Key differences over the standard Cullinan include black-tinted brightwork, a tweaked drivetrain, uprated suspension and a smidge more power
The Cullinan has become the latest model to join the Rolls-Royce Black Badge family, following the Ghost limousine, Wraith coupe and Dawn convertible. Billed as the “most urban expression” of all the Black Badge models, the Cullinan certainly does look the part of a dapper urbanite. Fitting, since the Cullinan is already a runaway hit.
As with all the other Black Badge cars, the Cullinan gets a dark tint for much of its exterior brightwork, including the surround for its gargantuan Pantheon Grille, the Spirit of Ecstasy bonnet ornament and tailpipes.
In other similarities with its Black Badge range sibling, the 6.75-litre V12 lurking underneath the Cullinan’s expansive bonnet also receives a power upgrade, to 600hp / 900Nm, a 29hp / 50Nm increase over non-Black Badge models.
Helping complement that is a custom software map for the transmission that Rolls-Royce says helps sharpen the Cullinan’s handling, as befitting a Black Badge model.

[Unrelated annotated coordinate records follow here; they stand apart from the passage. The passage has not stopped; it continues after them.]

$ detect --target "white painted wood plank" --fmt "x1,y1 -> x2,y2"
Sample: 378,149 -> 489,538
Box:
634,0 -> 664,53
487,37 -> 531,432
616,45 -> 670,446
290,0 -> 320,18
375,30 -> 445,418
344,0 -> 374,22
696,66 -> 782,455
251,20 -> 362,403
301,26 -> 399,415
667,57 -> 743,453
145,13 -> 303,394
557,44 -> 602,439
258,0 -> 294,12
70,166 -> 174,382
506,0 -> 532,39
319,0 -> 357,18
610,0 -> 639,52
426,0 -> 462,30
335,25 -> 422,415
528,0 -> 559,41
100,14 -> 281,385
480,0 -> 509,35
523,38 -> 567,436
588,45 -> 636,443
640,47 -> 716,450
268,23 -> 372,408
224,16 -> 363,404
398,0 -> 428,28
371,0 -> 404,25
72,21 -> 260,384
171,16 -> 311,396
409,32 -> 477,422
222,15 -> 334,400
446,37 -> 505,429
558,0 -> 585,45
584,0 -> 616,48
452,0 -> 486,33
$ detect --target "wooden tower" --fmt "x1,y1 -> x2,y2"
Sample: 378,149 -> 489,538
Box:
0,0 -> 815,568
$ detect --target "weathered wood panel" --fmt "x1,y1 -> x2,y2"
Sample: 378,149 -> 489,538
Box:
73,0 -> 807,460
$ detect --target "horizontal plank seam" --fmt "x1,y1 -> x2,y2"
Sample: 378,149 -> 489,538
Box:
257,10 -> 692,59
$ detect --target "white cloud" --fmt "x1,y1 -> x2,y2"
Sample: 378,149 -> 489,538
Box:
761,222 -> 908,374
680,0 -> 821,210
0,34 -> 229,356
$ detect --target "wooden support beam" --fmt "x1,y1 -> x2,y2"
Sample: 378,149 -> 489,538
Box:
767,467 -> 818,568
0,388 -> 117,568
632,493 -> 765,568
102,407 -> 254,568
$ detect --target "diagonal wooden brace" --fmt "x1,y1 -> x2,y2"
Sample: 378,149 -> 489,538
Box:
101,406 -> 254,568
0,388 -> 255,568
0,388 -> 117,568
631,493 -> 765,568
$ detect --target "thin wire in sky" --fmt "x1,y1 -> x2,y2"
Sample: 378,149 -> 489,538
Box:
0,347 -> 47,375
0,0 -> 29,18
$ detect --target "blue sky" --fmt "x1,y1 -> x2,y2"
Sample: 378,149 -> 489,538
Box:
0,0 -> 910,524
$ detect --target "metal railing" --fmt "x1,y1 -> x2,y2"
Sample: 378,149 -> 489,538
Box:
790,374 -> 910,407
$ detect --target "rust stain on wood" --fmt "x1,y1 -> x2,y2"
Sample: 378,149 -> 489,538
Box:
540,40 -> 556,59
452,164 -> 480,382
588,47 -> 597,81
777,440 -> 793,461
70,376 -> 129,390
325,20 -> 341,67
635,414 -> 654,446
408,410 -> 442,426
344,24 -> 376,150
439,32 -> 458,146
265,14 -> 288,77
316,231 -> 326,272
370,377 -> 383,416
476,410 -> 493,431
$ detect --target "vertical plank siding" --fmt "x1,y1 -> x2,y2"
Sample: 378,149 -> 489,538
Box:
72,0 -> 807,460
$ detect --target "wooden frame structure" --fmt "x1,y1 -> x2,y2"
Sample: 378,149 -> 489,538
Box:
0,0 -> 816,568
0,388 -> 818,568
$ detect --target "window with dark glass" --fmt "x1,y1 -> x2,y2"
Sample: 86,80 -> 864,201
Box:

The suspension also benefits from customised hardware and software to make this fettled Cullinan a “vivid driver’s device”.

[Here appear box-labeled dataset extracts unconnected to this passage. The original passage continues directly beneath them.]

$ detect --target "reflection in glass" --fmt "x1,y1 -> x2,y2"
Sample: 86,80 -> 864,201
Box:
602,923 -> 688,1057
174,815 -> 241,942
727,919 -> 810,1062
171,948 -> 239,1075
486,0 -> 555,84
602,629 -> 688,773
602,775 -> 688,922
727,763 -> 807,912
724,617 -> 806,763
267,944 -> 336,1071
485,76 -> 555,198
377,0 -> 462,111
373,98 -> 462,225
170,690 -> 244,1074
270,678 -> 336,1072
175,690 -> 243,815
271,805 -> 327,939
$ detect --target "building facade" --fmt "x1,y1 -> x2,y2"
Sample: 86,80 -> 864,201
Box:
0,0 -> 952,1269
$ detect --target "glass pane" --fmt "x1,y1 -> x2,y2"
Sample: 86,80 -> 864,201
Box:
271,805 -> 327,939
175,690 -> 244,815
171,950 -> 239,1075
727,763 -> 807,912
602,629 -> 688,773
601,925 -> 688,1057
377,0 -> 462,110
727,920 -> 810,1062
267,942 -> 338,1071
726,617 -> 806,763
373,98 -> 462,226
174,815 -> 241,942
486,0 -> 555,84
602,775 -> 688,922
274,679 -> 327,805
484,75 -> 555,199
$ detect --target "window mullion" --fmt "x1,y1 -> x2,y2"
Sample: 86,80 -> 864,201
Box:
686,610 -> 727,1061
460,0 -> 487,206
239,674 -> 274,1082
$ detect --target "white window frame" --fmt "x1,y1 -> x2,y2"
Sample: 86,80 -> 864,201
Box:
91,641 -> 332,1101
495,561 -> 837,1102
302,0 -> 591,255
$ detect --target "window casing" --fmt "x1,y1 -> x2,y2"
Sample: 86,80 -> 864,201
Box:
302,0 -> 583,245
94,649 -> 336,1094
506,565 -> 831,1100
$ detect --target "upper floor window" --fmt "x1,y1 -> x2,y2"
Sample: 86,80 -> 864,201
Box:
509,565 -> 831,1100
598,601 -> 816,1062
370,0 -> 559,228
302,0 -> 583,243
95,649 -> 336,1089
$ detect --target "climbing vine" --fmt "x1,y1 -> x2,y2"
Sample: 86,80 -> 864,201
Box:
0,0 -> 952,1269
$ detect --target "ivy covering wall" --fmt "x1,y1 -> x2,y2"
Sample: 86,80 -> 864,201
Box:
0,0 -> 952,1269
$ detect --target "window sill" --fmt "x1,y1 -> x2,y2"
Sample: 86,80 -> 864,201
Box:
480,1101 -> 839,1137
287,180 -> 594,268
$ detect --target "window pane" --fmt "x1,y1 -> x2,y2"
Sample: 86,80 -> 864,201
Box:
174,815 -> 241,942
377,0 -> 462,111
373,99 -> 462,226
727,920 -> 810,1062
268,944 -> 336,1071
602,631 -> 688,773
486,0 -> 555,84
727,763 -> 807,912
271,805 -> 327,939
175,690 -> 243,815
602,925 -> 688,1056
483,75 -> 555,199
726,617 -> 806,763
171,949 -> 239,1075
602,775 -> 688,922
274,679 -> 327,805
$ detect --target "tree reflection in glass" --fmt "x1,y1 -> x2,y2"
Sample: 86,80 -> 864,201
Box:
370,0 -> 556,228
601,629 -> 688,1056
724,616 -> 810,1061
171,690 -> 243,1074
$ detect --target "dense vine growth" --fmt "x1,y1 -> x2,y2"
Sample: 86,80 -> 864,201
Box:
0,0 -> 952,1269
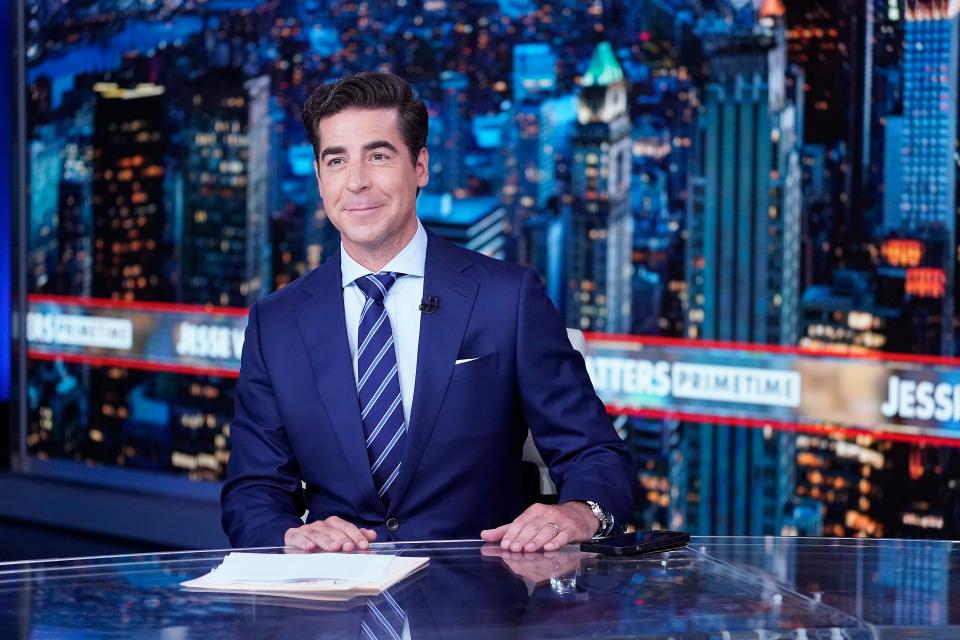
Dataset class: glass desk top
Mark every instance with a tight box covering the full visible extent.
[0,537,960,640]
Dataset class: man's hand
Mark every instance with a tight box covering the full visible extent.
[283,516,377,551]
[480,502,600,552]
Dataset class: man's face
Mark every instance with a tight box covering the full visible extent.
[315,108,429,266]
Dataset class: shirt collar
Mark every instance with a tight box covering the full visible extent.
[340,218,427,287]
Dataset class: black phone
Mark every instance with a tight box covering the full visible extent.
[580,531,690,556]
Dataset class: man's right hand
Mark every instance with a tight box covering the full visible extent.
[283,516,377,551]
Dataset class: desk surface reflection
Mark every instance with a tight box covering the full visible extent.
[0,537,960,640]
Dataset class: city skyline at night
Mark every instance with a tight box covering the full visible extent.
[16,0,960,537]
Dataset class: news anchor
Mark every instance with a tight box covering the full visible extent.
[221,73,635,551]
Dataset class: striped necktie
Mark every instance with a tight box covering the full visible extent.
[354,272,407,505]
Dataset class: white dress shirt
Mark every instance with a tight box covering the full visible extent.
[340,219,427,429]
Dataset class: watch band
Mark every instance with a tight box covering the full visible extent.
[586,500,614,538]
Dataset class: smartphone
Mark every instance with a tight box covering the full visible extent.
[580,531,690,556]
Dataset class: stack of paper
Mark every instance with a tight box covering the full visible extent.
[180,552,429,600]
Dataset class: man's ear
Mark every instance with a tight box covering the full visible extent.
[416,147,430,187]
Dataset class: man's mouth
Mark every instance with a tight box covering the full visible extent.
[345,204,383,213]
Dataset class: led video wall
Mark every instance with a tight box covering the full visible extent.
[18,0,960,537]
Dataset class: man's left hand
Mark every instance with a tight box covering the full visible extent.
[480,502,600,552]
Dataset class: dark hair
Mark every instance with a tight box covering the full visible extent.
[301,71,429,166]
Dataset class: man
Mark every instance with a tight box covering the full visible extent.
[221,73,634,552]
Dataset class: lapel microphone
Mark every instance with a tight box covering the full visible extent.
[419,296,440,313]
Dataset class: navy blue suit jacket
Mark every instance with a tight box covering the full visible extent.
[221,233,634,547]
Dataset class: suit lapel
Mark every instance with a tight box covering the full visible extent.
[390,232,479,505]
[297,257,383,509]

Unique to the Black Badge Cullinan is the ultra-luxury carmaker’s first application of painted brake callipers, peeking out from behind model-specific 22-inch, two-tone forged wheels.
On the inside of Black Badge Cullinan is plenty of leather – mostly black, of course – but it can be had with contrasting lemon-yellow (Rolls-Royce calls this Forge Yellow) hits. Accent panels made of naked carbon fibre provide added visual pop, though in typical Rolls-Royce style, it’s carbon finished to ridiculous levels.

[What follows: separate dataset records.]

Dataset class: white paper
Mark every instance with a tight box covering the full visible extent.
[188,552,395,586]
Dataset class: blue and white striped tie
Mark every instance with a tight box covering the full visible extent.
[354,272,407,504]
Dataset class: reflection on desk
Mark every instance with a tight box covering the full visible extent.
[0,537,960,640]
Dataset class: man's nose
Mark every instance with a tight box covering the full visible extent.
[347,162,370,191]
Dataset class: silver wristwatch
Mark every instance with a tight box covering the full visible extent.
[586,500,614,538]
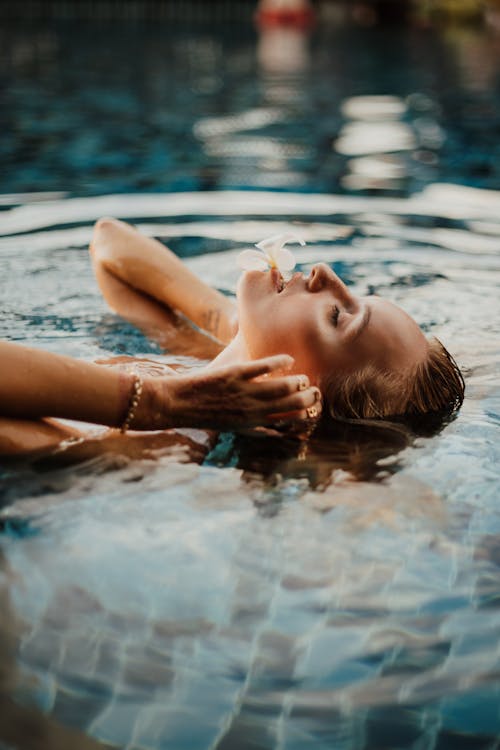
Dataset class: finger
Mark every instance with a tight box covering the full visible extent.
[268,387,321,413]
[249,382,321,408]
[237,354,294,380]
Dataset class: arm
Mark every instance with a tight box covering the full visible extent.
[0,342,319,430]
[90,219,236,343]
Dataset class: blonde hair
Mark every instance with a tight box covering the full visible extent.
[322,338,465,419]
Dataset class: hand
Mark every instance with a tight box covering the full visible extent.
[136,354,321,430]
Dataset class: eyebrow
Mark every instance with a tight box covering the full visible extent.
[345,305,372,344]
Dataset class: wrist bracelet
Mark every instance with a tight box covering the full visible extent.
[120,373,142,434]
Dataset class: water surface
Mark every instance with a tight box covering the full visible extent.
[0,13,500,750]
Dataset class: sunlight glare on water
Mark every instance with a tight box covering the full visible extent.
[0,10,500,750]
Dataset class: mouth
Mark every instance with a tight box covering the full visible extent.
[271,268,286,294]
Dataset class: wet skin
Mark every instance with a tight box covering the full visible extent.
[237,263,428,386]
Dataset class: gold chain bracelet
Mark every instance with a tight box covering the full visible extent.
[120,373,142,434]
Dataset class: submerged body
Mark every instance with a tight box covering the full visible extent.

According to Rolls-Royce, the Technical Carbon veneer (note how it draws parallels with its traditional wood veneer) takes some 21 days to craft, with each leaf finished with six layers of lacquer and polished to a mirror shine.
Black Badge Cullinan is now available for orders and will cost from $1,418,888 before COE and options are factored in. That’s a premium over the ‘standard’ Cullinan, which starts at $1,268,888.